UN PO’ COME LA FACCIATA istituzionale del business sui profughi e la voce di chi nella struttura lavora con scrupoli, dubbi e difficoltà. Andrea Priante, cronista del Corriere Veneto anche a beneficio delle grandi firme in pensione, ha raccolto la testimonianza dei «prigionieri» durante la notte della rivolta innescata dalla morte di Sandrine. «Piangevamo, chiusi in quella stanza. E poi le risate, improvvise, isteriche, senza senso. Ma soprattutto ricordo i silenzi, che erano lunghi e pieni di paura» confessano.

Insieme al divieto di parlare ai giornalisti perché rovinano l’immagine di Borile & C. Lavorano dalle 9 alle 19 per 1.200 euro al mese. Sostengono anche che la rivolta era già organizzata prima della morte di Sandrine. Raccontano di «ex guerriglieri» arrivati a fomentare gli animi. E garantiscono sulla rapidità dei soccorsi alla giovane ivoriana con tanto di defibrillatore in attesa dell’auto medica: «La verità è che, purtroppo, non c’era già più nulla da fare». E nel pomeriggio la situazione è precipitata con gli ivoriani a guidare la rivolta all’interno del campo fuori controllo.
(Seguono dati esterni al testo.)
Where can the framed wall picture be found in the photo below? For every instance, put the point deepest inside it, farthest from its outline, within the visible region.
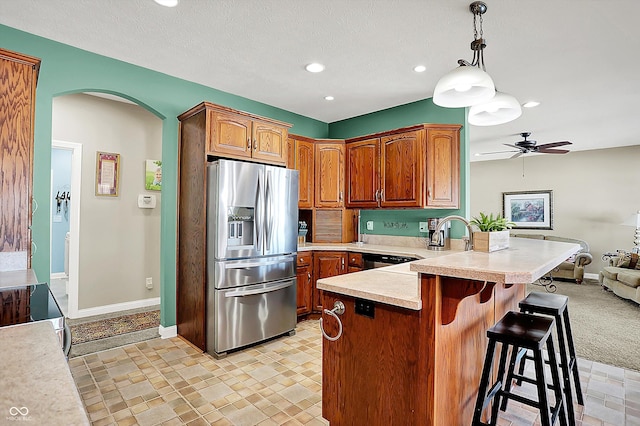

UNA NOTTE AL BUIO, al freddo, in 25 dentro un container appesi ad una candela e alla trattativa condotta dal funzionario della prefettura. Fino alla liberazione, di corsa verso le auto ancora bersagliati dalla protesta. Sono rimasti a casa un giorno a smaltire la paura. «Abbiamo bisogno di questo lavoro, ma non ci sentiamo al sicuro. Così non si può andare avanti…» concludono. Resta il fatto che fin da giugno la «campagna LasciateCIEntrare» aveva indicato Conetta come l’anomalia più clamorosa a Nord Est. Flore Murard-Yovanovitch del Progetto MeltingPotEuropa sottolinea: «Le negligenze o i maltrattamenti esistono nei centri di accoglienza forse perché dormi sotto le tende di un cosiddetto “centro di accoglienza”, costruito in un ex-base militare o una caserma. Nel caso di Sandrine, dal suo sbarco avvenuto nell’agosto 2016, mentre centri come quello di Cona – che non è un Cas, non è un Cara, non è un hub – non dovrebbero ospitare soggetti vulnerabili come donne e bambini o vittima di tratta. Cona è un luogo “temporaneo emergenziale” che sopperisce alla mancata accoglienza dei Comuni veneti, i cui sindaci rifiutano di accogliere richiedenti asilo».

Intanto, sabato pomeriggio davanti alla prefettura di Gorizia si è data appuntamento la «rete antirazzista» che contesta l’ipotesi di riaprire il Cie di Gradisca d’Isonzo.